Dividend stocks are everywhere, but many just downright stink. In some cases, the business model is in serious jeopardy, or the dividend itself isn’t sustainable. In others, the dividend is so low, it’s not even worth the paper your dividend check is printed on. A solid dividend strikes the right balance of growth, value, and sustainability.
Today, and one day each week for the rest of the year, we’re going to look at one dividend-paying company that you can put in your portfolio for the long term without too much concern. This isn’t to say that these stocks don’t share the same macro risks that other companies have, but they are a step above your common grade of dividend stock. Check out last week’s selection.
This week, I’ll show you why handbag and accessories maker Coach, Inc. (NYSE:COH) could make for a smart play over the long run.
An ongoing retail fail
The retail environment over the past five years has been about as consistent as I am when I’m playing cricket while intoxicated. There have been ample reasons for consumers to go out and make purchases, including exceptionally low lending rates, which have greatly reduced the APR percentage consumers pay on their credit cards, and deep discounts from retailers that don’t want to sit on unwanted inventory. Conversely, consumer spending habits are still tepid at best because of the expectation for higher taxes and a still slow-growth environment rife with high unemployment rates.

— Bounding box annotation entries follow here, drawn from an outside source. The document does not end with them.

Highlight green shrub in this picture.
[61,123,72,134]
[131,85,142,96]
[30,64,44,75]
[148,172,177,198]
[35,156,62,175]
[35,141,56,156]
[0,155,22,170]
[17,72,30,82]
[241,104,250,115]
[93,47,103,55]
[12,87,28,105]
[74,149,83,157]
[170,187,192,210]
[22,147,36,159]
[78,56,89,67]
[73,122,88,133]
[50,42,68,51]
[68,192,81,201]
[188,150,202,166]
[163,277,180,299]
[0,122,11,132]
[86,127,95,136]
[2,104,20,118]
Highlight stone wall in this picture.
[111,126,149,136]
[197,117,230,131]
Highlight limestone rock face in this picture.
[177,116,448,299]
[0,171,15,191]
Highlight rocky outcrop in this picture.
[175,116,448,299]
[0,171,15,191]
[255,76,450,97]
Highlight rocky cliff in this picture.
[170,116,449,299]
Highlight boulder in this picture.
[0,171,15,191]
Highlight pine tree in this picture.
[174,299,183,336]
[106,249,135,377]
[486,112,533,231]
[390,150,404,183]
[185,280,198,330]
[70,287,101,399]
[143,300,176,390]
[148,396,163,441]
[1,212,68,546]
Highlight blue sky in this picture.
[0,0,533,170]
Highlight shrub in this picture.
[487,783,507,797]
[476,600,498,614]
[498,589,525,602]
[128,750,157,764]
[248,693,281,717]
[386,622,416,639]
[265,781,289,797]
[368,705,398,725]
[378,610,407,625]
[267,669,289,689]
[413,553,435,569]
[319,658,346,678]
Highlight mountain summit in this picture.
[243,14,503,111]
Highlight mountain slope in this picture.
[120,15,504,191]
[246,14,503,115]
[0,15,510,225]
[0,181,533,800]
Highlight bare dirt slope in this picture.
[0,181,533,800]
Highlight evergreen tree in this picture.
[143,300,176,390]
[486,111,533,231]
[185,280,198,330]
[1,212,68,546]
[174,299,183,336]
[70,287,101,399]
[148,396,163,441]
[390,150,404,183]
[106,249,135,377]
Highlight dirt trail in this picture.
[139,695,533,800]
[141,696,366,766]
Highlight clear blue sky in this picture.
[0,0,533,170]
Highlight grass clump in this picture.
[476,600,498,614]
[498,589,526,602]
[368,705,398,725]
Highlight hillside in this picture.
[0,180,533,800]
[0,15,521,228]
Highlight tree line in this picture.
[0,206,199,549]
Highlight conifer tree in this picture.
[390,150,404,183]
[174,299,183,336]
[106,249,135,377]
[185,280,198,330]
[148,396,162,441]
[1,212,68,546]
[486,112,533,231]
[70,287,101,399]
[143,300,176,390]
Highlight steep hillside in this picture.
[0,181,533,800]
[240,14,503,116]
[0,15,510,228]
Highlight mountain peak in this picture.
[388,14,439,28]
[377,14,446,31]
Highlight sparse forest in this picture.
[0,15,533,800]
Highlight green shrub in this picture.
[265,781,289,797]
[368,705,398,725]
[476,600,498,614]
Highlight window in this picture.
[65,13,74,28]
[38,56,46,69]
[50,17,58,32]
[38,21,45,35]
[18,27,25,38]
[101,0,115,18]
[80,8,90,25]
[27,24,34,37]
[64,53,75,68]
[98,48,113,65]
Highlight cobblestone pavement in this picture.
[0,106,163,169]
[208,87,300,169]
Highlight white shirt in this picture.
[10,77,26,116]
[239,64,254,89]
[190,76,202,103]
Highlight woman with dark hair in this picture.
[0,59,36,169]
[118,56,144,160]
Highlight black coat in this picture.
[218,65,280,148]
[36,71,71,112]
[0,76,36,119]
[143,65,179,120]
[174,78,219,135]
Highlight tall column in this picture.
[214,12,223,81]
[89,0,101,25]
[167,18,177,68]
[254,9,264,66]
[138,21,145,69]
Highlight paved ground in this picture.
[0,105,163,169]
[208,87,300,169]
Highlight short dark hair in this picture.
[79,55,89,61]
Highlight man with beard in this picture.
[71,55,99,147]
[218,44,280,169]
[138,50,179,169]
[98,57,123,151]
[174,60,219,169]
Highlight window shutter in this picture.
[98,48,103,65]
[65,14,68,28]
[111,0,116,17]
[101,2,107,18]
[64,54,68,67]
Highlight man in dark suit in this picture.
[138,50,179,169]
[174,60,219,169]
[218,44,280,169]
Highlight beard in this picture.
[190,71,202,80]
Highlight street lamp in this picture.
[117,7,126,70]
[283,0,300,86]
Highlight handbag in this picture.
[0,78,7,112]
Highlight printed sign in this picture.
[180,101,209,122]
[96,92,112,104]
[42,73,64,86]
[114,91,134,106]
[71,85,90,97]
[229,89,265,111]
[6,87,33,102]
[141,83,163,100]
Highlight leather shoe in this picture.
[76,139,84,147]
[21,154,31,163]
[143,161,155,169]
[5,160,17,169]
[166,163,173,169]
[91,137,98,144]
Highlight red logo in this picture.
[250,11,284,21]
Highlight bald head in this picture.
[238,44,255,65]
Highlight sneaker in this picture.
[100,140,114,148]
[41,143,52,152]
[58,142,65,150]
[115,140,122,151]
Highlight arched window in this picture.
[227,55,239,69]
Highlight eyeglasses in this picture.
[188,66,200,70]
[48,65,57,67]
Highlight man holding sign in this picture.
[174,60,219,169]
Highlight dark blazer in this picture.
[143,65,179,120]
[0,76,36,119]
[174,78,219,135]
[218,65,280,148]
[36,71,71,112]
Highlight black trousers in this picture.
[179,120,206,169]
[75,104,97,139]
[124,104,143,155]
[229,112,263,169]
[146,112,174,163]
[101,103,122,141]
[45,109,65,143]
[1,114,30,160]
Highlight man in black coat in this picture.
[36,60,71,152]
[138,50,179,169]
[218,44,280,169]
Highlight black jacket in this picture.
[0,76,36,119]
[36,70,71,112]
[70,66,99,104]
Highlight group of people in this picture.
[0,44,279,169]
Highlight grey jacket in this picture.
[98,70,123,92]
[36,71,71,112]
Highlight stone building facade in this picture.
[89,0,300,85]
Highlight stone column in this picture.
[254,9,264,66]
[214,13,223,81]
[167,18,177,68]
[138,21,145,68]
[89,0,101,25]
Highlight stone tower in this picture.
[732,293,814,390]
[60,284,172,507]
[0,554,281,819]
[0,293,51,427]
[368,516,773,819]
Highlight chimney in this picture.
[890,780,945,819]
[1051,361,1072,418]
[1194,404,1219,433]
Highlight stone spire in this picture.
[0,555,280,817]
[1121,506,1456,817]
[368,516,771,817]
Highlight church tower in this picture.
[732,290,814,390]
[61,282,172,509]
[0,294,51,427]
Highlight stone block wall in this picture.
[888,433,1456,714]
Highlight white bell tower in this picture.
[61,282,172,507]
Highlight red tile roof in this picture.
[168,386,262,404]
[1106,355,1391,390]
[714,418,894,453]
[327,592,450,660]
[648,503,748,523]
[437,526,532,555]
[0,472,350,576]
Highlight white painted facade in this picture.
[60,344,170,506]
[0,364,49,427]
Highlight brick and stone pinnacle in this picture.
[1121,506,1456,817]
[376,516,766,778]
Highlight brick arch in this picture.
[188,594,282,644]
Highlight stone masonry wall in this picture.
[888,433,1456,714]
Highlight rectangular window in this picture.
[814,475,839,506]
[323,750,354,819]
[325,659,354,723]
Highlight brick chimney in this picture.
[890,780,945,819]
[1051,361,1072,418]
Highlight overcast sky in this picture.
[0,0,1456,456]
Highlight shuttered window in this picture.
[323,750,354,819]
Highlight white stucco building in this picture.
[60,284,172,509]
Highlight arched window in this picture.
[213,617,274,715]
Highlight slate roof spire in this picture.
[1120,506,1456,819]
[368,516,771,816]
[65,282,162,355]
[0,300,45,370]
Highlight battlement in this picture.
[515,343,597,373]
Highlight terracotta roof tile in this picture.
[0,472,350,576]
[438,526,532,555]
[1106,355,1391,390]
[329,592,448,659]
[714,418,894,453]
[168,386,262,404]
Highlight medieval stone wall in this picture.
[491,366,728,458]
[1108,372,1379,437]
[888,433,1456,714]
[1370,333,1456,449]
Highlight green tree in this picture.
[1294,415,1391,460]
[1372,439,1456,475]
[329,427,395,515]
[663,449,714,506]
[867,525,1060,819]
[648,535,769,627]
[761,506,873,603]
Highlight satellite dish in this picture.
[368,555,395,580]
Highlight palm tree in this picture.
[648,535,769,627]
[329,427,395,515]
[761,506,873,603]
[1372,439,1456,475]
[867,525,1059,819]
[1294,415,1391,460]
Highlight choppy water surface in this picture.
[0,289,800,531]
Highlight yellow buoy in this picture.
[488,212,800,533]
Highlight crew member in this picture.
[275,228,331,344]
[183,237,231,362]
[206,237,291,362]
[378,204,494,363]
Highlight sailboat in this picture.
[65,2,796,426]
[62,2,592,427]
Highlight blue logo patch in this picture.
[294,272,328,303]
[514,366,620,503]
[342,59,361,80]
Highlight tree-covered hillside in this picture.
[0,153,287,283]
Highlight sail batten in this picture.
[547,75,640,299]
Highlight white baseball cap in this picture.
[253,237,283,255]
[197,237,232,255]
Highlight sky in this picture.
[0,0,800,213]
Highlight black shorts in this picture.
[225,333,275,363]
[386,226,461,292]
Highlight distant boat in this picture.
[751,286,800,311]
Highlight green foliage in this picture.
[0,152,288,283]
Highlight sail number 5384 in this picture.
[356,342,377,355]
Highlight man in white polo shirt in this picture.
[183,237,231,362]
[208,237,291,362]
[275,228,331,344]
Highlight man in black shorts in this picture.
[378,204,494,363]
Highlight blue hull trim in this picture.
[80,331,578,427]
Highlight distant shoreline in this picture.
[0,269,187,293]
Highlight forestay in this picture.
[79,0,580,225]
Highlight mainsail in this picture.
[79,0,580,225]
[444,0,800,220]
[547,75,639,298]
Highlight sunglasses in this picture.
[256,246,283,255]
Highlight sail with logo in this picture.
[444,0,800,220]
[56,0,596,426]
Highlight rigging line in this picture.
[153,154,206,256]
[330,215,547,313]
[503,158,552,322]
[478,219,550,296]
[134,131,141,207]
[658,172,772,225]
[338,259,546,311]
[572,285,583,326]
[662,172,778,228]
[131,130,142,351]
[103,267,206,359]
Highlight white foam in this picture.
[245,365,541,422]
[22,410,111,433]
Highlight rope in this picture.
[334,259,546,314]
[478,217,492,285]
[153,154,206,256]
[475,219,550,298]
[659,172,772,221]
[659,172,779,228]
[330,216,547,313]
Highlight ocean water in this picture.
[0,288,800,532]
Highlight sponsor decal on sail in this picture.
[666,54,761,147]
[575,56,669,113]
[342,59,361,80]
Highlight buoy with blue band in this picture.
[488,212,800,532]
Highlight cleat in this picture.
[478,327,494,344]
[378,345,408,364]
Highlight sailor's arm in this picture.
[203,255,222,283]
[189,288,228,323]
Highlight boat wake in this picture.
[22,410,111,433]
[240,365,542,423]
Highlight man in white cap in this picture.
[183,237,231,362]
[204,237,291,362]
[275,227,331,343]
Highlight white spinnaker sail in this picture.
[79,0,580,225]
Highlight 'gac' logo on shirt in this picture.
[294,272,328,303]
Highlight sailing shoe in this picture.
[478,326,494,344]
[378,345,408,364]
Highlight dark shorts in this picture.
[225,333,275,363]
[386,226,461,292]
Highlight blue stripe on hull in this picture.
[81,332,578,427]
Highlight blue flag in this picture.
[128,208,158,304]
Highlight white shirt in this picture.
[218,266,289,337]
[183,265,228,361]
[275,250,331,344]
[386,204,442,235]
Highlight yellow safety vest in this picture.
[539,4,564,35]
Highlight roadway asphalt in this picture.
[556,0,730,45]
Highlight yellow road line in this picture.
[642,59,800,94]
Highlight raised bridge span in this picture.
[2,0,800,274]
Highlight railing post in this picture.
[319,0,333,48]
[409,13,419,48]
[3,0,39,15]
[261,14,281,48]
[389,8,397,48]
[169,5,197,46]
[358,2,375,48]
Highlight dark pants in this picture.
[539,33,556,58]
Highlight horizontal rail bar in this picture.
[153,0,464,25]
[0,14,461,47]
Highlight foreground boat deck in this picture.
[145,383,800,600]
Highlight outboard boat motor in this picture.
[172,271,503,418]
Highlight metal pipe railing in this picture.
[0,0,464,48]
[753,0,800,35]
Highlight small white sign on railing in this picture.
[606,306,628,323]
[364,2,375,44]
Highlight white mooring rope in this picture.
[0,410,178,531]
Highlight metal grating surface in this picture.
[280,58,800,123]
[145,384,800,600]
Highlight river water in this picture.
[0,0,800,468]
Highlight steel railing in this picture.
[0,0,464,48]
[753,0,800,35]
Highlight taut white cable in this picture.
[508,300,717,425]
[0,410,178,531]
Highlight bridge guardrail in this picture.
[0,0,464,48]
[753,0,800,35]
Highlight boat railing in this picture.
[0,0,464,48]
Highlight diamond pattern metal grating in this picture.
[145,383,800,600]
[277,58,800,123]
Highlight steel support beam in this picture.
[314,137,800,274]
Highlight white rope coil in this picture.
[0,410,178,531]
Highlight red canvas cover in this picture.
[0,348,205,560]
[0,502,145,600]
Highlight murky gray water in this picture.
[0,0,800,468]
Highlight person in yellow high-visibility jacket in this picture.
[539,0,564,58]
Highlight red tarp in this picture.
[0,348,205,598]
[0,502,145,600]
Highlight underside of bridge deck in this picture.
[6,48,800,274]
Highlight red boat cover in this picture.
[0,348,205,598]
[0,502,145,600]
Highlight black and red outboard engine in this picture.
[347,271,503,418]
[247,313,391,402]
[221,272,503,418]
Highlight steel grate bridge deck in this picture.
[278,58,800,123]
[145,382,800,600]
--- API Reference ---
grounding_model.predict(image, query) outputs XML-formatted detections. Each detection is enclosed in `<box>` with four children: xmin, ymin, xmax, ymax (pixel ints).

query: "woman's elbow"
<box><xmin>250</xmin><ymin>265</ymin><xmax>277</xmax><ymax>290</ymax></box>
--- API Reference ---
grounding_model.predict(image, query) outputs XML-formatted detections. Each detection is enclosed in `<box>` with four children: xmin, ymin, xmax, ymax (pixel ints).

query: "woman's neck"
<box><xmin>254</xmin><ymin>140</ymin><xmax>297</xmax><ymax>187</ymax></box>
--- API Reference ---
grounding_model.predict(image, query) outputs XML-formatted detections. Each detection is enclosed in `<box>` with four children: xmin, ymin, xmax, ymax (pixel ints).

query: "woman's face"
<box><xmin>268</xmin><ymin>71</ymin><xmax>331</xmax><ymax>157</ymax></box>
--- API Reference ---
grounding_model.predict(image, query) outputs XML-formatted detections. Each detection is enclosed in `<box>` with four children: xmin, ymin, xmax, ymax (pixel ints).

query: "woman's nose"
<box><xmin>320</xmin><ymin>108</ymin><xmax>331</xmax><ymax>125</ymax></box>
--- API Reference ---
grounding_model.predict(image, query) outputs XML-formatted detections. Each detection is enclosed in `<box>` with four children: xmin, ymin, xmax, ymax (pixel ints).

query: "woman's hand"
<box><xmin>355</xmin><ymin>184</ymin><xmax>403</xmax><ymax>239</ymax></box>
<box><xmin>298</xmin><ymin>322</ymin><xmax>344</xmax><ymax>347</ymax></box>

This was the plight of handbag maker Coach, Inc. (NYSE:COH) over the past two quarters as it struggled to get U.S. consumers to buy its products, as consumers deferred to cheaper or promotional items. In its January quarter, Coach, Inc. (NYSE:COH) delivered just 1% North American sales growth while international sales gained by 12%. By comparison, Michael Kors Holdings Ltd (NYSE:KORS) delivered 41.4% global same-store sales growth in its February quarter as it rapidly expands its square footage and relies heavily on its affordable image.
However, I had cautioned investors shortly after Coach, Inc. (NYSE:COH)’s big miss that its weakness would likely be only temporary as it has numerous factors working in its favor. Based on its quarterly results earlier this week, which sent shares higher by double-digits, I’d say that it’s well on its way to remedying its short-term problems. Sales in the third quarter improved 7%, thanks largely to a 7% boost in North American sales, and a 40% catapult in sales from China.
How Coach is head and shoulders above its peers
One prime aspect that helps set Coach, Inc. (NYSE:COH) apart from its competitors is its unwillingness to tarnish its brand with discounting.